Produced by ‘Nichigei Sougou Production’ / Akira Uehara, distributed by KADOKAWA
Tokyo 1964 marked the first time the term ‘Paralympic’ was used for the Games that had been known until then as the Stoke Mandeville Games (although it was the second time such Games had been held in the same city as the Olympic Games).
As part of the film programme in conjunction with the exhibition Tokyo 1964: Designing Tomorrow, Japan House London presents two free public screenings of the long-forgotten documentary Tokyo Paralympics – Ai to Eiko no Saiten (Tokyo Paralympics – Festival of Love and Glory, released in 1965) directed by cinematographer Watanabe Kimio.
Recently restored after being rediscovered in the archives of Kadokawa Corp., it is an intimate documentary which offers a fascinating account of the Tokyo Paralympic Games of 1964 and allows insights into the journey of several pioneering Japanese athletes whose participation (along with that of over 300 other athletes from 20 national teams) helped raise disability awareness in their home country.
Each screening is preceded by a brief presentation: on Wednesday 22 September Dr Ian Brittain, Associate Professor at Coventry University, offers an historical overview of the Tokyo 1964 Games and their impact on society, while on Friday 29 October six-time Paralympian Noel Thatcher brings an athlete-centric perspective on the legacy of the Games and the evolution of Parasport.
Watanabe Kimio (1918–1983) was born in Chiba Prefecture. Known more as a cinematographer throughout the 1940s to the 1960s in Japan, he has a decorated career in film. One of his productions, Shirasagi (The White Heron, directed by Kinugasa Teinosuke) was screened and nominated for the Palme d’Or in the 1959 Cannes Film Festival. Watanabe also lent his skills to Ichikawa Kon – the director of Tokyo Olympiad – in his classic film Nihonbashi (Bridge of Japan, 1956.

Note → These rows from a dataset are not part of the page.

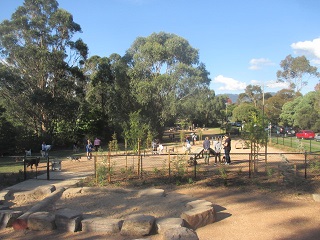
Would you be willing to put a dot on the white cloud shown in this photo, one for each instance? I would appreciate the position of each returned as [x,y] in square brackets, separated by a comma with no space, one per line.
[274,84]
[308,48]
[229,84]
[258,63]
[271,84]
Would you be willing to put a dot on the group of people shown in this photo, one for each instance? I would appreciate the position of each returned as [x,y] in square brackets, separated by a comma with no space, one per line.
[218,145]
[92,147]
[157,147]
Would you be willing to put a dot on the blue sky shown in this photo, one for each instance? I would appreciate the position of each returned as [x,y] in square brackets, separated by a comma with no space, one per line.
[240,42]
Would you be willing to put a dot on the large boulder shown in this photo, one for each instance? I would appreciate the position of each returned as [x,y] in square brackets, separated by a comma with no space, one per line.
[199,216]
[181,233]
[164,224]
[138,225]
[103,225]
[41,221]
[7,217]
[68,220]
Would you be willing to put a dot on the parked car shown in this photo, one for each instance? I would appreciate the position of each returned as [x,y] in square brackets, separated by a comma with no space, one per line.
[305,134]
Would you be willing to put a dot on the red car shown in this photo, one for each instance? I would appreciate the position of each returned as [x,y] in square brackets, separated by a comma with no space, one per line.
[305,134]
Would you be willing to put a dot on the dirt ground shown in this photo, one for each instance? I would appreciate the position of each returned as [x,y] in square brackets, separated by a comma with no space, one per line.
[242,213]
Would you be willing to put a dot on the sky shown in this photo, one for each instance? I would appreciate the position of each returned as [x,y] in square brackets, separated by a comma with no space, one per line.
[241,42]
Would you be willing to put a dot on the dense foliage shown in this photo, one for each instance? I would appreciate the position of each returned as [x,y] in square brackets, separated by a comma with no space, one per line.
[50,91]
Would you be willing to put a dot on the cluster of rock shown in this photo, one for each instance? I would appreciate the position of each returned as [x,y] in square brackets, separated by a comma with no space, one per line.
[199,213]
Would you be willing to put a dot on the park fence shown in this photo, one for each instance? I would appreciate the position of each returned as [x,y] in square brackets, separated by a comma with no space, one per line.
[281,167]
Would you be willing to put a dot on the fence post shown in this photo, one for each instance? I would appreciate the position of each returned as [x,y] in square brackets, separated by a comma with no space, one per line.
[305,164]
[141,166]
[95,168]
[310,146]
[169,165]
[250,165]
[109,166]
[48,164]
[25,167]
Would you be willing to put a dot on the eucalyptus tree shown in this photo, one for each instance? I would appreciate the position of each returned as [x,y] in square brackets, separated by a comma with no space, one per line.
[295,72]
[108,94]
[273,105]
[306,113]
[253,94]
[43,62]
[244,112]
[288,111]
[165,73]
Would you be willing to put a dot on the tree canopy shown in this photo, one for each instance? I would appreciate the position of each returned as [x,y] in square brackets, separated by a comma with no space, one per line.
[294,72]
[35,44]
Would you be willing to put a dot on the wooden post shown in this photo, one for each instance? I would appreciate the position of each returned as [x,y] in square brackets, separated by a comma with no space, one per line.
[169,165]
[126,153]
[109,166]
[48,168]
[25,167]
[138,172]
[95,168]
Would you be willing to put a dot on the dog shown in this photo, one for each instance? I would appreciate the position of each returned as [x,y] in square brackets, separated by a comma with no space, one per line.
[74,158]
[28,152]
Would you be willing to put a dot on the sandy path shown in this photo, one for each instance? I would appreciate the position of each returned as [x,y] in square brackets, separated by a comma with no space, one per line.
[241,214]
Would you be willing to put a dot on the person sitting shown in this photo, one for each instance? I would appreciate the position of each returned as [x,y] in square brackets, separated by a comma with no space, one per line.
[188,147]
[160,149]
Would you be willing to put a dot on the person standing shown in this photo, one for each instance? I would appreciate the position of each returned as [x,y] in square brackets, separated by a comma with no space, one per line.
[44,149]
[97,143]
[89,148]
[206,150]
[217,151]
[227,148]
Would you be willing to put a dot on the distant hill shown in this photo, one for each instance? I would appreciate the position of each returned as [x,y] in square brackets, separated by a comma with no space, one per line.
[233,97]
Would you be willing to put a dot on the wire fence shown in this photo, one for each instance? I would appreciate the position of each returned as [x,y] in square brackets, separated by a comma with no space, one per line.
[285,167]
[279,166]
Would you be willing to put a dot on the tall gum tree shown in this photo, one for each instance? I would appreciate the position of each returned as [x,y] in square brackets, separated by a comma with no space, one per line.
[37,50]
[295,72]
[165,70]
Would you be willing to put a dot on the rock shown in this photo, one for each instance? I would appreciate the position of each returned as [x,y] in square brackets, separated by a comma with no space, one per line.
[4,194]
[198,203]
[68,220]
[4,207]
[151,192]
[181,233]
[71,191]
[199,216]
[7,217]
[41,221]
[316,197]
[22,221]
[138,225]
[99,224]
[166,223]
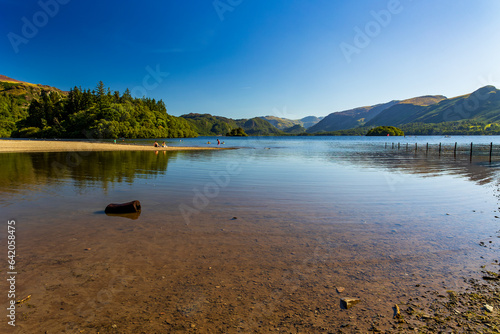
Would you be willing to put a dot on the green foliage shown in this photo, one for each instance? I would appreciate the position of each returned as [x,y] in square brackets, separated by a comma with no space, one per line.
[97,114]
[238,132]
[385,131]
[208,125]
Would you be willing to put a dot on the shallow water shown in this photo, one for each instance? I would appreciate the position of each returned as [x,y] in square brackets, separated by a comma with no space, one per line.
[393,217]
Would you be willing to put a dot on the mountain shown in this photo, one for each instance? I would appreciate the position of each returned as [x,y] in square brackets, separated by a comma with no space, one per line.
[34,110]
[281,123]
[15,98]
[349,118]
[209,125]
[482,105]
[284,123]
[309,121]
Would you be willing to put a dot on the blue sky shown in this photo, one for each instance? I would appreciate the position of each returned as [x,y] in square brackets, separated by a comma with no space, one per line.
[243,58]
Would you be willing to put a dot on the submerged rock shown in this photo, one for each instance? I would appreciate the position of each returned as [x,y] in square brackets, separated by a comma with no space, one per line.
[488,308]
[129,207]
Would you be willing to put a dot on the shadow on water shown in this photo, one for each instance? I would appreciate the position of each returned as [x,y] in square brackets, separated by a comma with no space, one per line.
[479,171]
[84,169]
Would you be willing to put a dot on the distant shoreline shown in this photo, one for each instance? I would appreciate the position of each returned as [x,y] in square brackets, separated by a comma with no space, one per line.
[13,146]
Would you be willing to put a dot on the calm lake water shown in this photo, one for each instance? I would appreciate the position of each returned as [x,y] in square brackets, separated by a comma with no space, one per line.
[442,201]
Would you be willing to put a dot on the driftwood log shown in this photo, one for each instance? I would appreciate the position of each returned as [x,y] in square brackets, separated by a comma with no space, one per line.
[130,207]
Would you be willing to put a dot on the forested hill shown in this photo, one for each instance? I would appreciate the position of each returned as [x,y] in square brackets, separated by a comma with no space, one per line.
[208,125]
[28,110]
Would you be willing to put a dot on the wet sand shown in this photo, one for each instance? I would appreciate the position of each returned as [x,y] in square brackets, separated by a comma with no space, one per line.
[7,146]
[268,271]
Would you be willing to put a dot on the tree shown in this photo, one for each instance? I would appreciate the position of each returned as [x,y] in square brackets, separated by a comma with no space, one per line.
[385,131]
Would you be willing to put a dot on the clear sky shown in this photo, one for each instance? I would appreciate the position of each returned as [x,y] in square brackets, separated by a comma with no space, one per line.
[248,58]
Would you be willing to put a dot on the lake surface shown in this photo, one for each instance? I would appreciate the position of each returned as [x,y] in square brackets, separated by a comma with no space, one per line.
[393,215]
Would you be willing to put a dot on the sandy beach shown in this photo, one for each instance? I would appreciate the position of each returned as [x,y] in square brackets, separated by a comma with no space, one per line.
[7,146]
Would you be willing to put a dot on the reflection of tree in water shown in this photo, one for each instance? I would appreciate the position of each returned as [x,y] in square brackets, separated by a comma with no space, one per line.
[86,169]
[479,171]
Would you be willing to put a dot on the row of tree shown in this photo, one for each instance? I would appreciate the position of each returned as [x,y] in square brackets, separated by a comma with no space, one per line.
[99,113]
[31,111]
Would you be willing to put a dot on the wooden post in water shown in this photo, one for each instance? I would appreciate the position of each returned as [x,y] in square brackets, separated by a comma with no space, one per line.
[491,150]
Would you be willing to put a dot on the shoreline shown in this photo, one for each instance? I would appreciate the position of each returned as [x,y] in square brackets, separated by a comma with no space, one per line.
[23,145]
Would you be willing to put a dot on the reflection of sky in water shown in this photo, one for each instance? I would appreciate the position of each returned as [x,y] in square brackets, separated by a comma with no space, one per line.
[338,180]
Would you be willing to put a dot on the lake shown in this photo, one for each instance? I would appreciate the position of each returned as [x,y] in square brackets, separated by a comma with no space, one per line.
[239,240]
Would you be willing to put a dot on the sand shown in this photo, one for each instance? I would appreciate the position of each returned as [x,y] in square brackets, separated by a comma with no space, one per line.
[7,146]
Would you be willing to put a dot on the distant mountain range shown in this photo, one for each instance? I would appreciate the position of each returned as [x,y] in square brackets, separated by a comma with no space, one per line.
[482,106]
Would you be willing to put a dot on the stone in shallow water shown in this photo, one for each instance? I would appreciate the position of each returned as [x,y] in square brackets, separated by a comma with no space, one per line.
[347,303]
[488,308]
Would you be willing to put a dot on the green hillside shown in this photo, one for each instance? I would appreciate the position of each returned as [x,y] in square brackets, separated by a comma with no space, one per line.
[208,125]
[28,110]
[483,105]
[15,99]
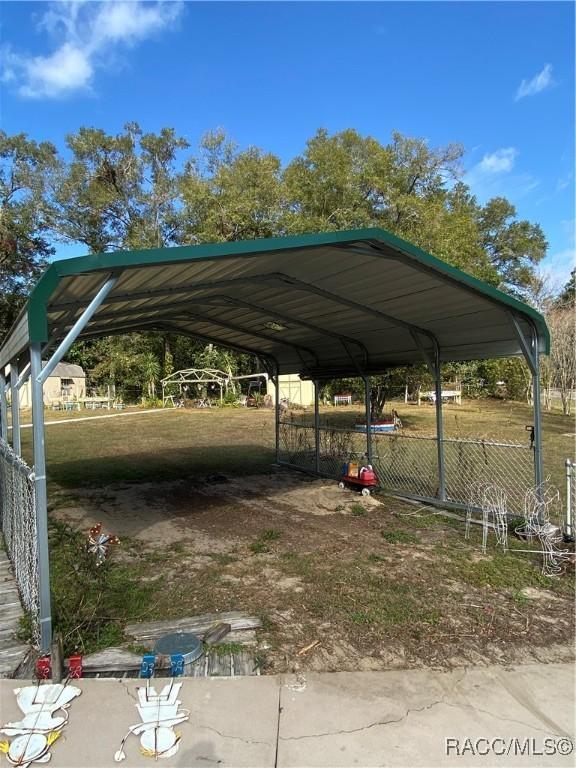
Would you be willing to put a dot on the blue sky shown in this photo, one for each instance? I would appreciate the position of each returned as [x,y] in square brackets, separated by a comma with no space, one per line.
[497,77]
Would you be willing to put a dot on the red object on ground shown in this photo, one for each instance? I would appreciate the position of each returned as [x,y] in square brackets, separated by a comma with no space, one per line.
[75,668]
[43,668]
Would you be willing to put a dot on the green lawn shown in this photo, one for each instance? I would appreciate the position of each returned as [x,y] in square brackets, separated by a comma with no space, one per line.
[171,444]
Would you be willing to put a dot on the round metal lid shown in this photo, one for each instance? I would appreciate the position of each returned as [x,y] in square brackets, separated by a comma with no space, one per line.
[186,643]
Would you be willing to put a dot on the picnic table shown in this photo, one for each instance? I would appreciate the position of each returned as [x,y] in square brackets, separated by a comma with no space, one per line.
[92,403]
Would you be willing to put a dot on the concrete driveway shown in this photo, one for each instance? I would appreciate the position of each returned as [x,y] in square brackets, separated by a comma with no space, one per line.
[481,716]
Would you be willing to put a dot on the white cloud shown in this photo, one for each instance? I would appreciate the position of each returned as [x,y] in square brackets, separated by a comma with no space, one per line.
[86,35]
[538,83]
[500,161]
[558,266]
[493,176]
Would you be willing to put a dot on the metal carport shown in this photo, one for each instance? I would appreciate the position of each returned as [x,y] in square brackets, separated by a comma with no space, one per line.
[325,305]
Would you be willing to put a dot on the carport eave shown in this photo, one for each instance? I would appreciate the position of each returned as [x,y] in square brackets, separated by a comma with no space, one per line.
[114,262]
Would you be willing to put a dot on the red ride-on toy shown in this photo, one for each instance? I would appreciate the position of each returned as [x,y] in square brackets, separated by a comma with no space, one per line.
[363,478]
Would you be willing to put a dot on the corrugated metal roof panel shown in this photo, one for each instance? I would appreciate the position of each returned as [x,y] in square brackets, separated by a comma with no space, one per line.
[338,300]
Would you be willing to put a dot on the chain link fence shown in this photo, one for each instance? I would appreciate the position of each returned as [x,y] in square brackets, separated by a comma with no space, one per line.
[18,526]
[408,464]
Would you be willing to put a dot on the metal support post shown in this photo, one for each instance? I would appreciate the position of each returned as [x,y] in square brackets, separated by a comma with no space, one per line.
[439,424]
[568,527]
[3,408]
[317,425]
[538,464]
[277,412]
[368,417]
[45,615]
[77,328]
[15,403]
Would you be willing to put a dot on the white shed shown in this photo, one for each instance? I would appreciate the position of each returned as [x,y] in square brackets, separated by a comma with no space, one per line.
[67,382]
[294,389]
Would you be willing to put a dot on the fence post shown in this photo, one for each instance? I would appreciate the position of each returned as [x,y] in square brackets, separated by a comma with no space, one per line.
[317,425]
[45,616]
[15,403]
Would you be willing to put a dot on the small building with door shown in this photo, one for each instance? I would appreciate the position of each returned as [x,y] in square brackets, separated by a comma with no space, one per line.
[66,383]
[293,389]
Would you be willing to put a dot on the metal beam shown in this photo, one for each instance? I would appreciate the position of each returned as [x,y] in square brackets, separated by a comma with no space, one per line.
[77,328]
[368,417]
[284,318]
[525,344]
[264,278]
[428,359]
[45,612]
[439,423]
[277,414]
[3,408]
[538,460]
[317,424]
[15,404]
[250,332]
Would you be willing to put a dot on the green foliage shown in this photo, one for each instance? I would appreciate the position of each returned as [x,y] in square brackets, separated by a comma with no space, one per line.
[26,171]
[134,190]
[261,544]
[90,603]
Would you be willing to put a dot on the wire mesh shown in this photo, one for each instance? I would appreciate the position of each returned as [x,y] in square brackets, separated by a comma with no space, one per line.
[18,526]
[508,466]
[409,463]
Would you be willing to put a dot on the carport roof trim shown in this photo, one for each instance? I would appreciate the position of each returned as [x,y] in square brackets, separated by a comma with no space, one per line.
[117,261]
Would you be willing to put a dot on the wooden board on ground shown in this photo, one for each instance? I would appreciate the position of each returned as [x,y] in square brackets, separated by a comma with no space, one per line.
[113,662]
[144,632]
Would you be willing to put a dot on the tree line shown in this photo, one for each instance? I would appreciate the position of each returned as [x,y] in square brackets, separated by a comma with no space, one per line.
[139,190]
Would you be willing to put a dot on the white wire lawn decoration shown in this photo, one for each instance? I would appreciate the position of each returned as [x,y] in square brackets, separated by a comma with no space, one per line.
[160,713]
[539,505]
[99,543]
[492,501]
[40,726]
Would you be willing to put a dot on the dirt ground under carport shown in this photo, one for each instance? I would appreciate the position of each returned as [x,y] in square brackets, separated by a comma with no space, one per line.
[379,583]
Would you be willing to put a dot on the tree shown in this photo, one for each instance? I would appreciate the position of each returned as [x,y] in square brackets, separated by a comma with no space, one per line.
[568,295]
[562,357]
[25,170]
[120,191]
[513,247]
[150,368]
[230,194]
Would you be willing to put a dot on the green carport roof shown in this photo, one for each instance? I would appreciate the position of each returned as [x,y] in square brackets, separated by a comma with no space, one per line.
[337,303]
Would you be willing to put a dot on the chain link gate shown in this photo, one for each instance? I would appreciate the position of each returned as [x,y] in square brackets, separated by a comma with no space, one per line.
[18,527]
[408,464]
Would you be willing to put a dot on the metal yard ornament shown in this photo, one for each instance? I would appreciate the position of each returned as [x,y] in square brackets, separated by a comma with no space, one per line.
[99,543]
[159,713]
[40,726]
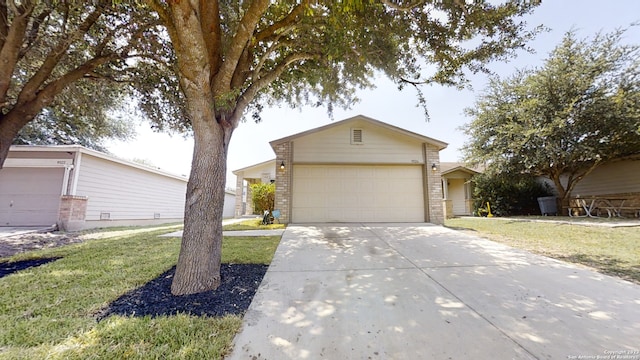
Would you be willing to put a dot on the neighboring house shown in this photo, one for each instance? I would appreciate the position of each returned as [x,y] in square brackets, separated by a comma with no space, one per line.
[354,170]
[457,189]
[229,204]
[614,178]
[79,188]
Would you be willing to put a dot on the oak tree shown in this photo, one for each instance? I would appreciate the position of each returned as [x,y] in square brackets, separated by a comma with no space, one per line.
[577,111]
[233,57]
[70,63]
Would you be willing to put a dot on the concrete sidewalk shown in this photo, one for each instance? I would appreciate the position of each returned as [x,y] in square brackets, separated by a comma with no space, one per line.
[402,291]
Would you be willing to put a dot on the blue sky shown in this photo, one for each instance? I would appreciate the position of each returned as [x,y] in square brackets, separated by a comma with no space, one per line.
[250,141]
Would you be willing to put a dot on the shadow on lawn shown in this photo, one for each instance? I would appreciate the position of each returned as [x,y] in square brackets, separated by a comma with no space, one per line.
[239,284]
[7,268]
[606,265]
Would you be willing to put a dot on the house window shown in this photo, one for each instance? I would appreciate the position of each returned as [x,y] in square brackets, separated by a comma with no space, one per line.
[356,136]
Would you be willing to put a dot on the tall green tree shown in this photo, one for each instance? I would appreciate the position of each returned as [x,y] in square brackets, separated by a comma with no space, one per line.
[579,110]
[77,60]
[233,57]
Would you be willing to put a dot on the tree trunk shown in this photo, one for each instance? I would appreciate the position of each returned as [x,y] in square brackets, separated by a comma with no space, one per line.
[198,267]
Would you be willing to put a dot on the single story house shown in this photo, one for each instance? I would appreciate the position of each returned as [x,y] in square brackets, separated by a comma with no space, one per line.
[229,209]
[457,189]
[355,170]
[79,188]
[620,177]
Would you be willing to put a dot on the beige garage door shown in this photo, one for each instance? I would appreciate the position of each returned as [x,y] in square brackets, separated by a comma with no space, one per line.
[30,196]
[340,193]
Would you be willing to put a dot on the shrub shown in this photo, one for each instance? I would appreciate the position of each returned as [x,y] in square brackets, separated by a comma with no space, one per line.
[263,197]
[507,194]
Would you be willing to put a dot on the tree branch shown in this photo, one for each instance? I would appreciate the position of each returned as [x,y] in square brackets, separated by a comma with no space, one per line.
[265,79]
[54,56]
[399,7]
[11,46]
[246,28]
[4,22]
[291,19]
[33,32]
[212,32]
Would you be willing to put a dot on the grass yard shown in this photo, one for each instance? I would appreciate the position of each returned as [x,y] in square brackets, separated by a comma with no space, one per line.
[613,251]
[252,224]
[49,311]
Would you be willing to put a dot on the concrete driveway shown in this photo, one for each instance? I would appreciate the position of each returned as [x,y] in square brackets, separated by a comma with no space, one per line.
[418,291]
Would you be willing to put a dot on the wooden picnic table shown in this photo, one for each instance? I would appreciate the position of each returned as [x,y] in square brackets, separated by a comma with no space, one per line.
[614,205]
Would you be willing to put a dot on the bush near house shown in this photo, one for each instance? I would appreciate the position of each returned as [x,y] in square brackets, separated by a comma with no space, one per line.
[507,194]
[263,197]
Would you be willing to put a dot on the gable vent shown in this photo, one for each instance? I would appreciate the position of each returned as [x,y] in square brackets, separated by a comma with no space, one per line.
[356,136]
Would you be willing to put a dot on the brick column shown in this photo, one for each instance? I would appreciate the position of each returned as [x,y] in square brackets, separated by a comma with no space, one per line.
[434,184]
[249,209]
[72,212]
[284,152]
[239,189]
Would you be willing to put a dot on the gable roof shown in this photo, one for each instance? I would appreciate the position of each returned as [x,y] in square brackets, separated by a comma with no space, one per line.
[271,162]
[449,167]
[84,150]
[437,143]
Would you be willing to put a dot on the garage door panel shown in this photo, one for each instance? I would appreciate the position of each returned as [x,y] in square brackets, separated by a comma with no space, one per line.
[341,193]
[30,196]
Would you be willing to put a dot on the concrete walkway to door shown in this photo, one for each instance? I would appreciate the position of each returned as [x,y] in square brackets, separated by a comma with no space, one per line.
[419,291]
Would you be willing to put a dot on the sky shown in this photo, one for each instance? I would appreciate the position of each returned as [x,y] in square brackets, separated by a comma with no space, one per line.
[250,141]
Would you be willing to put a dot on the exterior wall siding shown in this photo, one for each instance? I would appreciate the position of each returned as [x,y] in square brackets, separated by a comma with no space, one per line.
[229,205]
[127,193]
[613,178]
[30,196]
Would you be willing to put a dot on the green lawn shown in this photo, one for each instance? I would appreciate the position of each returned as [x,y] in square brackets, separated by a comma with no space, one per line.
[613,251]
[49,311]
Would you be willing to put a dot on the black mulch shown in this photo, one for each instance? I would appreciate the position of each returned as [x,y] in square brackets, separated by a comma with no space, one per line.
[233,296]
[7,268]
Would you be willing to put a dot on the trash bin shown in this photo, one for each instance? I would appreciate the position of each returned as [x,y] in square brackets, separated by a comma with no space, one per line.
[548,205]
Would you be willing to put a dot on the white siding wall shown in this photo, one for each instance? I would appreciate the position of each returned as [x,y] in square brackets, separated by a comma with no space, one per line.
[128,193]
[30,196]
[457,196]
[614,178]
[379,146]
[229,205]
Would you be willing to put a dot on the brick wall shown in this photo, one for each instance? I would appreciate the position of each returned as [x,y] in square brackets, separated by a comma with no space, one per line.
[434,185]
[72,212]
[239,188]
[284,153]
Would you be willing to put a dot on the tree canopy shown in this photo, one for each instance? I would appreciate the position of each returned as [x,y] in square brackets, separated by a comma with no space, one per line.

Dr Ian Brittain is an Associate Professor (Research) in the Centre for Business in Society at Coventry University. He is an internationally recognized expert in the study of disability and Paralympic sport and has attended the last five summer Paralympic Games in Sydney, Athens, Beijing, London and Rio. He specializes is sociological and historical aspects of disability and Paralympic sport with a particular interest in the history of the Paralympic and Stoke Mandeville Games and social legacies of the Paralympic Games for disabled people living in the host city.
Noel Thatcher MBE is a six-time Paralympian representing Great Britain in Athletics between 1984 and 2004 and winning a total of ten medals including five Gold at distances from 400 to 10,000 metres. He first visited Japan in 1992 where he competed in the First World Marathon Cup for the visually impaired in Miyazaki. Subsequently he raced and trained extensively all over Japan and spoke in schools and universities on Parasport and disability issues. Noel studied Japanese at SOAS achieving the JLPT level 1 in 2003, becoming the first visually impaired person to do so. He took third place in the 1997 Sir Peter Parker Business Japanese Speech Contest. Leading up to the Tokyo 2020 Paralympics, Noel worked closely with the Embassy of Japan, the Japan Foundation London, the Japan Sports Council and Daiwa Foundation. He also worked with Paralympics GB, UK Sport, the English Institute of Sport and a number of national sports governing bodies teaching Japanese language and culture. Noel is co-host of the Japan Sports Stories podcast along with Mike Salter.